J'entends les portes du carrosse se refermer et des bras me redressent fermement, afin que je me retrouve appuyé contre la paroi. J'avise le garde d'un regard noir, mon épaule me fait encore mal et du sang coule de la plaie. En face de moi est assise la reine Camille qui me regarde de la tête aux pieds, j'ai l'impression d'être un animal qu'elle vient d'acquérir. Elle pense sans doute être parvenue à ses fins en ayant obtenu mon accord ? En quoi a-t-elle autant confiance ? En ses charmes ou en ce poison qu'elle m'a fait injecter ? Celui-ci m'empêche de bouger, j'ai l'impression que mon corps est lourd. Si c'est ça, pour elle, être docile, elle regrettera vite sa naïveté.

— La vitesse à laquelle vous nous avez rattrapé est impressionnante, finit-elle par souffler en détournant enfin le regard. Je m'attendais à pouvoir faire le trajet jusqu'aux montagnes sans que les soldats d'Elunore ne nous trouvent. Comment ai-je pu oublier cette maudite licorne ? Cependant, le cheval du prince était aussi très rapide...
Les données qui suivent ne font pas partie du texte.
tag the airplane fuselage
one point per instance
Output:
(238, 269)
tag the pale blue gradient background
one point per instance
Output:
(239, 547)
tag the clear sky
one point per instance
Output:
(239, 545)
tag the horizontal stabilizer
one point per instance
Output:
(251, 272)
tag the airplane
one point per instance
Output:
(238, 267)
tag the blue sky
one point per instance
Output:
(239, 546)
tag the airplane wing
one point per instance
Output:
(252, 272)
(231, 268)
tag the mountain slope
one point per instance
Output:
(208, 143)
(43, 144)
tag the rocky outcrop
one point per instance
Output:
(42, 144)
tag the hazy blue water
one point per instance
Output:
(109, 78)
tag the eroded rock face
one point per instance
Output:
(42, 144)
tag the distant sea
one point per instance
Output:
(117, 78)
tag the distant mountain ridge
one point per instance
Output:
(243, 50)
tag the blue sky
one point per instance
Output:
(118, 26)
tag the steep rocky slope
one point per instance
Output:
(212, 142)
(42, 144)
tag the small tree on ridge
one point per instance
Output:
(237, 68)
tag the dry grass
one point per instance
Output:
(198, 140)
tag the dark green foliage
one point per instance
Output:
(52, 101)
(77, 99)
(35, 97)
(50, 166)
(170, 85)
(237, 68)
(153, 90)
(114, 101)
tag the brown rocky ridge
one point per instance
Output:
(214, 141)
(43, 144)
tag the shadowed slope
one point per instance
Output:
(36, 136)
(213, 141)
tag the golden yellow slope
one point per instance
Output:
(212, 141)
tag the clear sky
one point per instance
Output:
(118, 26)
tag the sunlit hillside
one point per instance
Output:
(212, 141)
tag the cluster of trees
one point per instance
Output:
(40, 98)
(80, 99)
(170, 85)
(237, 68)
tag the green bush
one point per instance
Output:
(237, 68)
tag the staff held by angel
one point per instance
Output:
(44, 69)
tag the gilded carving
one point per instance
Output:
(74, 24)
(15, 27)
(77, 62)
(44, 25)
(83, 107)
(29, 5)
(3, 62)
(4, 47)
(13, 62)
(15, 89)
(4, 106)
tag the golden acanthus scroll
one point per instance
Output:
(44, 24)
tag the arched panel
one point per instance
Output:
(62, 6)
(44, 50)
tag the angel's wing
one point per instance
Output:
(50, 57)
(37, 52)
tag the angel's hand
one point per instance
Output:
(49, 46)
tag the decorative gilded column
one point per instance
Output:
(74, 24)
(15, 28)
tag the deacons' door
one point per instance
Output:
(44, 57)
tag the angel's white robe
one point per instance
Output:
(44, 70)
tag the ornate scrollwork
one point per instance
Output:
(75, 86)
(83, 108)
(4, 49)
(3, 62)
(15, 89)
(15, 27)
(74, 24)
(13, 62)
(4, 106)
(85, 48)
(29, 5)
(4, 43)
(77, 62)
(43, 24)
— Je l'ai ensorcelé pour qu'il puisse suivre Solstice, réponds-je.

— J'aurais dû m'en douter ! Refais-le ! Ce carrosse est trop lent, utilise ta magie !

Je fronce les sourcils et m'apprête à secouer la tête pour refuser quand elle fait signe à son mercenaire. Il attrape un carreau couvert de liquide doré et le pointe sous ma gorge.

— Cette substance n'est pas létale, m'informe la reine. Je peux t'en inoculer autant que je veux, ça te rendra passif jusqu'à ce que tu t'abandonnes complètement à ma volonté.

Je claque des doigts en me concentrant, les étincelles sortent de la voiture qui se met à aller plus vite. Beaucoup plus vite. Je retiens un sourire en voyant la reine légèrement déstabilisée, mais elle se reprend rapidement.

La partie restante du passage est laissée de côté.